Из боковой норы вдруг прыгает громадная туша. Чудовище — никак не удается его рассмотреть — бросается на меня, я падаю, в попытке уклонится. Над головой щелкают выстрелы. Пули входят в тело зверя, как в пластилин, и только когда очередь отрывает переднюю лапу, оно останавливается. Поворачивает ко мне огромную голову, и... пытается что-то сказать. Полди стреляет ему между глаз, голова модификанта взрывается кровавыми ошметками.
Присаживаюсь возле тела и, стащив перчатку, прикладываю ладонь к его груди, понимая, что это идиотизм самой высшей пробы: слушать сердце у безголового трупа. Но душа требует совершить хоть какой-нибудь ритуал. Притронуться, почувствовать, чтобы запомнить это касание на всю жизнь, сохранить в памяти образ искалеченного существа... Думала, Тристан покрутит пальцем у виска, но он только хлопает меня по плечу, и идет мимо.
А потом мы входим в это... помещение: круглый зал, по периметру решетки, за ними — бетонные казематы. Вонь такая густая, что кажется живой. Она прилипает к коже, обнимая липкими лапками, копошится в ноздрях, в лобных пазухах, заставляет жмуриться и чихать. Из глаз брызжут слезы. Прикрывая рот рукавом, я подхожу к ближней клетке и вглядываюсь в темноту.
Невидящие глаза. Совершенно безумные на искалеченной морде. Непонятно, кем это существо было раньше. Клочья шерсти, как сухие травинки, сквозь них просвечивает голая, жирно поблескивающая черная кожа. Оно кидается на решетку, и вцепляется желтыми зубами, оставляя на прутьях ошметки густой слюны и крови.
В следующей клетке — почти человек. Глаза наполнены болью — его шея и грудь утыкана какими-то железными гвоздями или шунтами, из них сочится сукровица. Увидев меня, существо ковыляет к решетке, берется за нее передними лапами — скорее, все же руками, и пытается что-то сказать. Я наклоняюсь, чтобы лучше слышать, протягиваю руку... оно скалится и бросается на прутья всем телом.

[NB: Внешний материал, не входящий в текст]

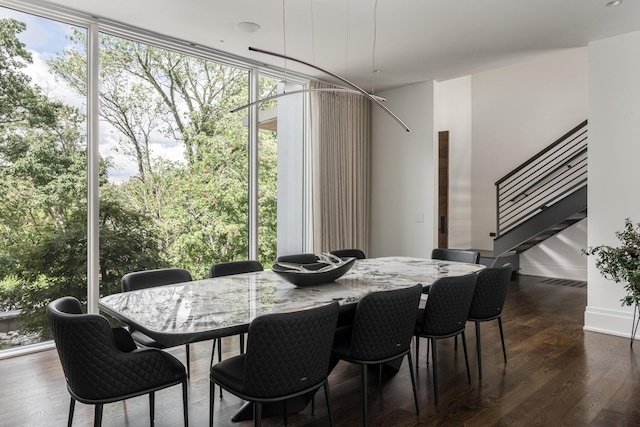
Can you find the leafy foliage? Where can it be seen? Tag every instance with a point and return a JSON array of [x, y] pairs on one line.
[[622, 263], [186, 212]]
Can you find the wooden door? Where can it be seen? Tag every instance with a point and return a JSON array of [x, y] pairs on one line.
[[443, 189]]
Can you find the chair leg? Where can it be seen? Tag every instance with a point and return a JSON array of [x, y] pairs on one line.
[[285, 412], [364, 395], [72, 407], [504, 349], [466, 356], [479, 350], [257, 414], [97, 420], [328, 399], [212, 390], [218, 342], [152, 407], [434, 360], [413, 383], [188, 360], [185, 403]]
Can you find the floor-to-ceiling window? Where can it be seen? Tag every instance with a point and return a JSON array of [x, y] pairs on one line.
[[174, 171], [43, 180]]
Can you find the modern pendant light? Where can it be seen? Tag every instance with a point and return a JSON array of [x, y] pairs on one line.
[[354, 88]]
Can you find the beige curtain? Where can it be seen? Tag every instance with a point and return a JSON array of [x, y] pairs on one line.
[[341, 181]]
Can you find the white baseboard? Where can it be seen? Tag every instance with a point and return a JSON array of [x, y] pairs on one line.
[[568, 272], [612, 322]]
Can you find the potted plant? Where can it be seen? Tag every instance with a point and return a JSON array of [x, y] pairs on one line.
[[622, 265]]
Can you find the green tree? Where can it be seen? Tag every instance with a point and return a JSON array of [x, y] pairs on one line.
[[43, 217], [199, 205], [20, 102]]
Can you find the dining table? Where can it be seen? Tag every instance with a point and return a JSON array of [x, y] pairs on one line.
[[213, 308]]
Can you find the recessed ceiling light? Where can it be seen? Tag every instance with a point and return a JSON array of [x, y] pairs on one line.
[[247, 27]]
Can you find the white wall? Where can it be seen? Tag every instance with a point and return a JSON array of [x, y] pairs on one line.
[[614, 172], [560, 257], [517, 111], [453, 114], [402, 164]]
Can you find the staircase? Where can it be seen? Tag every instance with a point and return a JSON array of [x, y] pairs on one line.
[[544, 195]]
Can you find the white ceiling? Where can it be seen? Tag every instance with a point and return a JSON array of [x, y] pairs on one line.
[[416, 40]]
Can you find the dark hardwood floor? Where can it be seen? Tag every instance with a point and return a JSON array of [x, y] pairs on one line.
[[557, 375]]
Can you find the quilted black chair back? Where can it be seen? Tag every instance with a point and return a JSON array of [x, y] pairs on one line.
[[151, 278], [345, 253], [288, 352], [490, 293], [459, 255], [448, 305], [384, 323], [298, 258], [95, 369], [234, 267]]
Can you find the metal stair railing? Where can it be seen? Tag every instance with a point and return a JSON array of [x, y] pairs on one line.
[[552, 174]]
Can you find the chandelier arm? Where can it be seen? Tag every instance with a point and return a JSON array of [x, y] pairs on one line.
[[293, 92], [342, 79]]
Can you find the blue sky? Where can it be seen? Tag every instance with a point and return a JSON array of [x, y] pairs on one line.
[[44, 38]]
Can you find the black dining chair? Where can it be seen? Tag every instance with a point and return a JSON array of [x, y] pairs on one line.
[[287, 355], [230, 268], [459, 255], [488, 301], [298, 258], [445, 315], [381, 332], [149, 279], [103, 365], [349, 253]]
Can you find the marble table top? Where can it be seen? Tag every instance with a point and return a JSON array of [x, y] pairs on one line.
[[223, 306]]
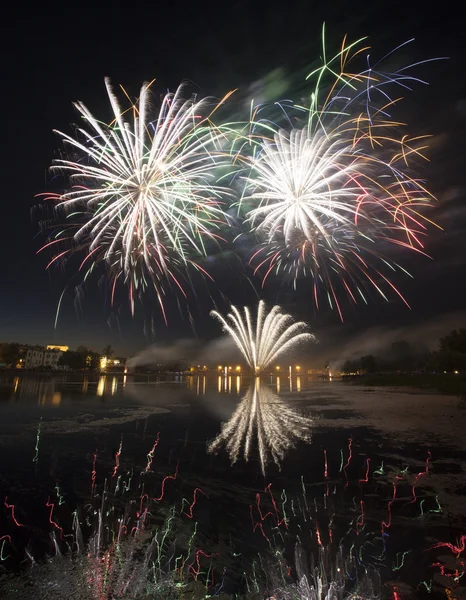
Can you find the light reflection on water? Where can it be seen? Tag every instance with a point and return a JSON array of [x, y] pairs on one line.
[[259, 426]]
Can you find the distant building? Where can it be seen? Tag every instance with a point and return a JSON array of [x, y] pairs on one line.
[[51, 357], [34, 357], [37, 356], [60, 348]]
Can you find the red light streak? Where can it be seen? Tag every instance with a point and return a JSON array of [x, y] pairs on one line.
[[117, 459], [93, 474], [140, 504], [279, 521], [454, 549], [150, 456], [163, 483], [389, 509], [257, 525], [350, 449], [51, 521], [419, 475]]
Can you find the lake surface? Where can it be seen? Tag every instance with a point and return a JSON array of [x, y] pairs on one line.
[[243, 486]]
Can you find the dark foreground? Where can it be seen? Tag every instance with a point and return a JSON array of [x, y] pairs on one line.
[[121, 489]]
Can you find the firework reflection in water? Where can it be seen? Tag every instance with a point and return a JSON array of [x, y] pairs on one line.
[[262, 414]]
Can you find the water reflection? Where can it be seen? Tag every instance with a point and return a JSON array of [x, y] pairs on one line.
[[262, 414]]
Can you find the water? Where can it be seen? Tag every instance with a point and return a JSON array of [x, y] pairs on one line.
[[301, 493]]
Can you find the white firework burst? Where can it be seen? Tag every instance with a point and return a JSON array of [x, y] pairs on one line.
[[262, 342], [144, 196]]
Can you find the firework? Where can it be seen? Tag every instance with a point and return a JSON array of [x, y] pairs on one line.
[[327, 194], [261, 343], [143, 199], [262, 414]]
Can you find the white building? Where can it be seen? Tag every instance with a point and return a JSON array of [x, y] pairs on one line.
[[34, 358], [51, 358], [39, 357]]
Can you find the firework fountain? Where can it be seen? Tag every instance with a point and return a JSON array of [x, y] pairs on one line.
[[262, 342]]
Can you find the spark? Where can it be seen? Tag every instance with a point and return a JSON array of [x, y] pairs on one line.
[[272, 334], [143, 199], [323, 198]]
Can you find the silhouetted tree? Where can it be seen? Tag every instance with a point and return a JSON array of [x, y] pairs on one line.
[[108, 351]]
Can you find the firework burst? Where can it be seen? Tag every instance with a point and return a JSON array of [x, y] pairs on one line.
[[273, 334], [143, 199], [326, 197]]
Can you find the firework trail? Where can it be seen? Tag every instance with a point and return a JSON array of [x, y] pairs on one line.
[[272, 334], [327, 194], [262, 414], [143, 199]]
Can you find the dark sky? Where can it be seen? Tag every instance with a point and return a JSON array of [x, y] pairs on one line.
[[54, 54]]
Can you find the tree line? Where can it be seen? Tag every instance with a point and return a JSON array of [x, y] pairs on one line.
[[401, 356]]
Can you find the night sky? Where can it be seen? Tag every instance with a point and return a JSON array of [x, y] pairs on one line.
[[54, 54]]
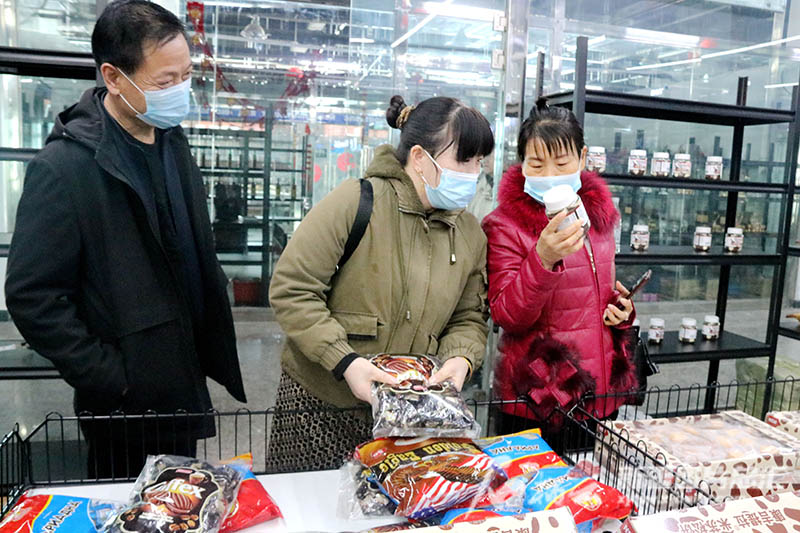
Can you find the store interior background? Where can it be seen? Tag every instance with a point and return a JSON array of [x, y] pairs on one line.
[[319, 76]]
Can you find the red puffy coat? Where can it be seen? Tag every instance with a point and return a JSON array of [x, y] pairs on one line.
[[554, 346]]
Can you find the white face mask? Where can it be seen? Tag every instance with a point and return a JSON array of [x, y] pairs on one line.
[[536, 186], [455, 191], [166, 108]]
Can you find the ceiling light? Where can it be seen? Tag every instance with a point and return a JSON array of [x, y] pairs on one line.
[[717, 54], [462, 12], [779, 85], [253, 31], [424, 22], [661, 37]]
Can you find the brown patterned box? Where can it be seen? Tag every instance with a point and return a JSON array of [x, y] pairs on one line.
[[788, 421], [553, 521], [765, 514], [729, 454]]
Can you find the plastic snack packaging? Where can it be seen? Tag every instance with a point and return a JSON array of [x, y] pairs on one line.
[[178, 494], [360, 496], [424, 477], [253, 503], [413, 408], [586, 498], [520, 453], [52, 514]]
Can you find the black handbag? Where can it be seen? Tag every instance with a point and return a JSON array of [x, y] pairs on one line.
[[645, 367]]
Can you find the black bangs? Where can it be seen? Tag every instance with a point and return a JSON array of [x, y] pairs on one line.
[[555, 127], [471, 133], [553, 137]]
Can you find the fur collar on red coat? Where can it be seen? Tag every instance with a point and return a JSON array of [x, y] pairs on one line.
[[516, 203]]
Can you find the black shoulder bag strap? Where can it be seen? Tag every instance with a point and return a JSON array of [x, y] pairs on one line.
[[359, 224]]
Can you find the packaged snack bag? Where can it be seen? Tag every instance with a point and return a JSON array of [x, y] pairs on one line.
[[178, 494], [53, 514], [413, 407], [424, 477]]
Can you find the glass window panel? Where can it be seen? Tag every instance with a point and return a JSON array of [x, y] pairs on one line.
[[749, 293], [654, 49], [12, 176], [50, 24], [30, 105], [620, 135]]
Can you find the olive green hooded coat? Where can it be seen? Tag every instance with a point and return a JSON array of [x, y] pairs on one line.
[[415, 284]]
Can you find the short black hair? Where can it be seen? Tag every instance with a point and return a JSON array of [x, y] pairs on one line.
[[126, 27], [555, 127], [438, 123]]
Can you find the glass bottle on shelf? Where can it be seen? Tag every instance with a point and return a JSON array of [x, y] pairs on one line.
[[617, 226]]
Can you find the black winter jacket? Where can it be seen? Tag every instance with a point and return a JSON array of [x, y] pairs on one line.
[[89, 285]]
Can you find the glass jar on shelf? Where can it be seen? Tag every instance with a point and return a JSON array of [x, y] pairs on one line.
[[734, 240], [702, 239], [637, 162], [655, 334], [682, 166], [596, 159], [640, 238], [714, 168], [711, 328], [688, 331], [660, 165]]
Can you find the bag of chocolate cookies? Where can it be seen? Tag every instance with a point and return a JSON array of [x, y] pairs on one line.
[[178, 495]]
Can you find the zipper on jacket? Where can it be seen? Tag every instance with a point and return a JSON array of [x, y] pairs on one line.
[[590, 252]]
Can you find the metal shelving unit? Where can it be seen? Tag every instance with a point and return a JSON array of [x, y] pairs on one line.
[[729, 346], [272, 209]]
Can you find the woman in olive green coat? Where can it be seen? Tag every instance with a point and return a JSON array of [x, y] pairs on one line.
[[415, 284]]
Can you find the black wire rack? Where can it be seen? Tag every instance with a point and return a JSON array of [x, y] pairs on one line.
[[55, 453]]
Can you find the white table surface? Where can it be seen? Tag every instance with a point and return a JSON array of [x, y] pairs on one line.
[[308, 501]]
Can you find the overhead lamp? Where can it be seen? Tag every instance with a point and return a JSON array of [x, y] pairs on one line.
[[253, 31], [424, 22], [717, 54], [779, 85], [462, 12], [661, 37]]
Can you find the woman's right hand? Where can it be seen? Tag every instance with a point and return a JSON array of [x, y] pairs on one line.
[[554, 245], [361, 374]]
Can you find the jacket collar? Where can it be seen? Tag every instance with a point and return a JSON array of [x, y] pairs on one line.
[[385, 165], [529, 213]]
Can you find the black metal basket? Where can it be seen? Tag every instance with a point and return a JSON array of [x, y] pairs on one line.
[[54, 453]]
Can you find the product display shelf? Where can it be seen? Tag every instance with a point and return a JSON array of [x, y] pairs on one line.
[[685, 255], [737, 117], [696, 184], [728, 346], [639, 106]]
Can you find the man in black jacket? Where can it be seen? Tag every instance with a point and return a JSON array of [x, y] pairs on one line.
[[112, 273]]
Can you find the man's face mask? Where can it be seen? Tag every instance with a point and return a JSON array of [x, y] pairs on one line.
[[166, 108]]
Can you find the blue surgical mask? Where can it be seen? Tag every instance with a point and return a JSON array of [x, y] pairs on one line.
[[455, 191], [536, 186], [166, 108]]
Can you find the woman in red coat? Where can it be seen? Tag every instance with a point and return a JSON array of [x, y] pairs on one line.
[[555, 293]]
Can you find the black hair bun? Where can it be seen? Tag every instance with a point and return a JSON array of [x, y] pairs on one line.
[[541, 103], [396, 106]]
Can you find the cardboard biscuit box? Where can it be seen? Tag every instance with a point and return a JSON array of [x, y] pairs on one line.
[[728, 454], [765, 514], [554, 521], [788, 421]]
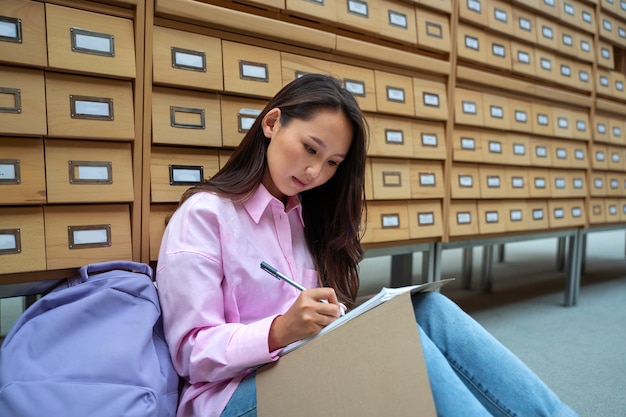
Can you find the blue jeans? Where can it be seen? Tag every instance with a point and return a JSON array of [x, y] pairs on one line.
[[470, 372]]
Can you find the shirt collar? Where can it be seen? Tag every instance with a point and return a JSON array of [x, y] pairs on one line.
[[261, 198]]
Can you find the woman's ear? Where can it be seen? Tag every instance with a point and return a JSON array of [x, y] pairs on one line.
[[271, 122]]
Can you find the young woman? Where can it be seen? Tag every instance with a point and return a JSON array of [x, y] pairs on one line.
[[292, 195]]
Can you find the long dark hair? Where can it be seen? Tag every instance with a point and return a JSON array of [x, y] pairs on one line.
[[332, 212]]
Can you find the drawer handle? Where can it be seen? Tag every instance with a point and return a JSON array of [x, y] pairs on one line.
[[95, 43], [188, 60], [246, 118], [91, 236], [17, 100], [10, 29], [90, 172], [186, 111], [10, 241], [10, 171], [186, 174], [253, 71], [91, 108]]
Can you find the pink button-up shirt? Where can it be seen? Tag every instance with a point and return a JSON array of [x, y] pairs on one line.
[[218, 304]]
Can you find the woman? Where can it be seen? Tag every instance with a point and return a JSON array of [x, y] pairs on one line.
[[292, 195]]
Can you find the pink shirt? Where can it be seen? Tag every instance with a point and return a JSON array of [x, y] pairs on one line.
[[218, 304]]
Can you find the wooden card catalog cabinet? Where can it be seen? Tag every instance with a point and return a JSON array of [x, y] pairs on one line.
[[22, 101], [22, 244], [89, 107], [183, 117], [77, 235], [88, 171], [90, 42], [187, 59], [23, 32], [22, 177]]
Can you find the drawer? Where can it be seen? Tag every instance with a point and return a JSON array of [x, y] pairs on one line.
[[492, 216], [159, 214], [492, 182], [496, 112], [251, 70], [78, 235], [431, 100], [467, 146], [174, 170], [539, 182], [394, 94], [391, 179], [360, 82], [433, 30], [316, 9], [386, 222], [429, 140], [540, 152], [468, 107], [186, 59], [390, 136], [89, 107], [465, 181], [425, 219], [426, 179], [238, 115], [90, 42], [22, 101], [23, 39], [294, 66], [22, 242], [463, 218], [88, 171], [184, 117], [22, 177], [397, 21]]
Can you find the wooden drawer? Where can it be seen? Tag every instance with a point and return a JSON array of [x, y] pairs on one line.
[[294, 66], [90, 42], [425, 220], [386, 222], [431, 100], [183, 117], [159, 213], [390, 136], [238, 116], [88, 171], [22, 177], [426, 179], [465, 181], [394, 94], [78, 235], [433, 30], [251, 70], [463, 219], [22, 243], [391, 179], [429, 140], [186, 59], [23, 39], [22, 101], [360, 82], [89, 107], [174, 170]]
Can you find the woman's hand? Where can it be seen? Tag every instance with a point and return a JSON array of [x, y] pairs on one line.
[[306, 317]]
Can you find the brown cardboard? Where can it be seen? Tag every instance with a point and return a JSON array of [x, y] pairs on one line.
[[370, 366]]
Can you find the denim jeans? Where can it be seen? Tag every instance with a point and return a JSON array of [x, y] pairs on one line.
[[470, 372]]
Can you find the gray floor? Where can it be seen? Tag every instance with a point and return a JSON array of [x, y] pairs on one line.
[[579, 351]]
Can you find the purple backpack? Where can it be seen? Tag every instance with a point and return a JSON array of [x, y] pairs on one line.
[[92, 347]]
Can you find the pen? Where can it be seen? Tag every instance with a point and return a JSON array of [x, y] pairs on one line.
[[279, 275]]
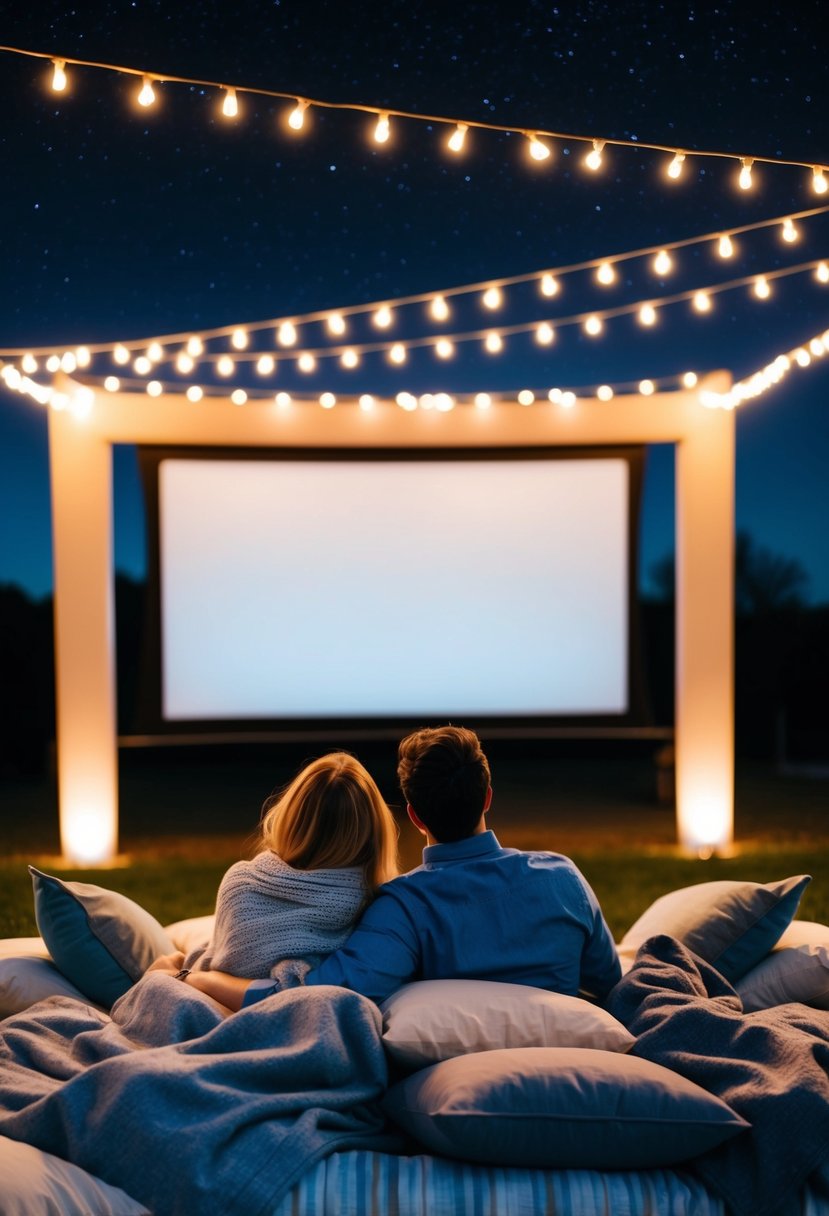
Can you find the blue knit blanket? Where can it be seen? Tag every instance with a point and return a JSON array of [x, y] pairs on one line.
[[189, 1110], [771, 1067]]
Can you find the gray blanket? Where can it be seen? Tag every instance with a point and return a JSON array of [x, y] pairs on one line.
[[771, 1067], [190, 1112]]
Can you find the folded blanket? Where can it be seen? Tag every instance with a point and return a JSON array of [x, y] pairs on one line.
[[771, 1067], [189, 1110]]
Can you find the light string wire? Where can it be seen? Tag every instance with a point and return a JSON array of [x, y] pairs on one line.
[[554, 272], [384, 113]]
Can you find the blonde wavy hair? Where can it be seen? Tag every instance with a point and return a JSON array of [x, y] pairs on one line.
[[333, 816]]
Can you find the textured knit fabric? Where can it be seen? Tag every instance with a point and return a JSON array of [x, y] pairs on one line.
[[266, 911]]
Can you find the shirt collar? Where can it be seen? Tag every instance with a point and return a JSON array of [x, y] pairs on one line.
[[460, 850]]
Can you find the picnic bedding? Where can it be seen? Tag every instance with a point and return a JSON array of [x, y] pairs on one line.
[[247, 1107]]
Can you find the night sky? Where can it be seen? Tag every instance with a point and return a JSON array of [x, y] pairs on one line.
[[119, 223]]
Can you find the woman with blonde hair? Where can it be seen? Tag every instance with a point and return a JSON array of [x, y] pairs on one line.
[[328, 840]]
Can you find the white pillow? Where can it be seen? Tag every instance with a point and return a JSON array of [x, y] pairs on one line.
[[798, 969], [435, 1020]]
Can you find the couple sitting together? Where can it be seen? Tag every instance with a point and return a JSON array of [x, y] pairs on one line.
[[322, 901]]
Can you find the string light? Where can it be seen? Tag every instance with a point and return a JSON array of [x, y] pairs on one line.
[[457, 139], [593, 158], [297, 116]]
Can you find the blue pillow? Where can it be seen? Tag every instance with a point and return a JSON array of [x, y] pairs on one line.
[[100, 940], [559, 1108]]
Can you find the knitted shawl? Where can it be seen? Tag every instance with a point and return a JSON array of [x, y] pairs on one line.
[[266, 911]]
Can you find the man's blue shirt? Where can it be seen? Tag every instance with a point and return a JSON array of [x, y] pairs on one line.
[[474, 910]]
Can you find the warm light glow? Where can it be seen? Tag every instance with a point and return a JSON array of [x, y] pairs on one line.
[[58, 76], [382, 130], [297, 116], [663, 263], [539, 150], [675, 167], [593, 158], [457, 139], [147, 95]]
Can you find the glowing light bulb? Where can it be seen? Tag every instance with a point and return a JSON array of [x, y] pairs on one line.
[[58, 76], [457, 139], [663, 263], [593, 158], [382, 130], [675, 167], [297, 116], [539, 150], [147, 95]]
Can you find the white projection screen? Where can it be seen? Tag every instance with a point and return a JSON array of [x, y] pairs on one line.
[[388, 586]]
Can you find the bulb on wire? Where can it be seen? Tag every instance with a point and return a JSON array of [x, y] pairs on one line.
[[58, 76], [457, 139]]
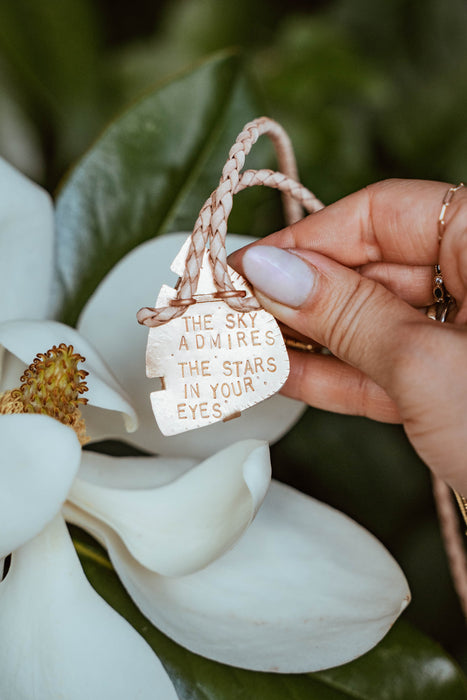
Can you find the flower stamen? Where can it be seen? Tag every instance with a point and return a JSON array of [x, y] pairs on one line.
[[52, 385]]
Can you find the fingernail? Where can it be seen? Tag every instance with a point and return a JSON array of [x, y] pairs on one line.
[[279, 274]]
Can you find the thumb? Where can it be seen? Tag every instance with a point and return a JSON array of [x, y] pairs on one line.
[[356, 318]]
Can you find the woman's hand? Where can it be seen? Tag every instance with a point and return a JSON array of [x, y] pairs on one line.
[[352, 277]]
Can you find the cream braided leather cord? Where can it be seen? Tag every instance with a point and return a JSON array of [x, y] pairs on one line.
[[211, 224]]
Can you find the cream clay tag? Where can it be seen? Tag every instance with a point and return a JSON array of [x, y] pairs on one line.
[[216, 351]]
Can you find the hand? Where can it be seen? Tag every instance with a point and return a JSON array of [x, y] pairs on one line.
[[352, 277]]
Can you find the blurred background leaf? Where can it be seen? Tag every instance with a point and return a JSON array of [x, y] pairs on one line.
[[404, 666], [366, 90]]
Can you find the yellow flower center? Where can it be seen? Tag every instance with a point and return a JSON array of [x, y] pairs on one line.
[[52, 385]]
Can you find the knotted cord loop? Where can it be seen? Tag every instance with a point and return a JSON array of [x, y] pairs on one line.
[[211, 225]]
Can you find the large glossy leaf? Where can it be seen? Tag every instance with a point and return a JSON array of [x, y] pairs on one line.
[[149, 173], [406, 665]]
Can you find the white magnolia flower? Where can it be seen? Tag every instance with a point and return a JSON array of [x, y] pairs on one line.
[[299, 589]]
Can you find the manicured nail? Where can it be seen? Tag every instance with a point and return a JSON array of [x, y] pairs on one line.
[[279, 274]]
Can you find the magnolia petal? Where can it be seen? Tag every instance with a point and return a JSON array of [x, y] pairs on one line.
[[40, 459], [304, 589], [59, 639], [135, 282], [182, 526], [132, 472], [26, 246], [25, 339]]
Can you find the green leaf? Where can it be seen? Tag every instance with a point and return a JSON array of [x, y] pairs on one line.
[[149, 173], [406, 665]]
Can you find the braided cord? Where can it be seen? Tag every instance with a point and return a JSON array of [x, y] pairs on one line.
[[211, 225]]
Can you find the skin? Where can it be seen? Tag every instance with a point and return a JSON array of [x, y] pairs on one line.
[[373, 254]]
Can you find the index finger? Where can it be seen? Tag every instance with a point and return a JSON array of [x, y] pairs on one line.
[[393, 220]]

Дальше — бывший тигрис. Расхаживает вдоль прутьев, переступая влажные, истекающие кровью, кучи на полу. Непонятно, умерли остальные сами, или он их убил... Дальше — хуже. Ни одного проблеска разума во взглядах, только ненависть и боль. Тела перекручены, искалечены. У некоторых не хватает конечностей, у других из тела торчат трубки, какие-то штыри, которые они даже не пытаются вытащить. Пол залит экскрементами вперемешку с гниющими кусками плоти — то ли кормом, то ли останками товарищей по несчастью.
— Пошли отсюда. — говорю я одними губами и киваю на коридор, уводящий дальше под землю.
У Полди пищит рация, он знаками показывает, что нужно вернуться. Тристан машет ему рукой: — здесь, кроме этих несчастных, никого. Сами справимся.
Что делать с теми, кто сидит в клетках? Когда-то они были нормальными оборотнями, но вряд ли возможна реабилитация. Судя по искалеченным телам, способность регенерировать утрачена.
Как мантру, повторяю про себя: — пусть это будет кто-то другой, только не я. Пусть решает, что с ними делать, кто-то другой. Тристан, или даже Гейдерих.
Или Ростов — как представитель Аляски... Возможно, если поместить их в хорошие условия, убрать этот мигающий синий свет, вытащить серебро, нормально кормить...
Потом мы попадаем в довольно большой зал, заваленный грудами вещей. Одежда громоздится огромными, до потолка, кучами.
А ведь я такое уже видела! На тех пленках про концлагеря... Вампиры снова взялись за старое? Значит, где-то поблизости обнаружатся и печи.
Вампиры — хищники. Они генетически лишены чувства сострадания жертве. Никодим показывал кадры старой кинохроники, времен Великой Отечественной, когда кровососы возомнили, что могут править миром. Они сгоняли людей в концлагеря, отделяя от общего стада детей и стариков — тех просто рвали на месте, делали пару глотков из яремной вены, и бросали. "Скоропортящиеся продукты", как выразился один из генералов...
Яррист предупреждал, еще год назад. О новой войне. А я была такая злая, что просто не стала ничего слушать. И Нибелунги ждали войны, и Ростов.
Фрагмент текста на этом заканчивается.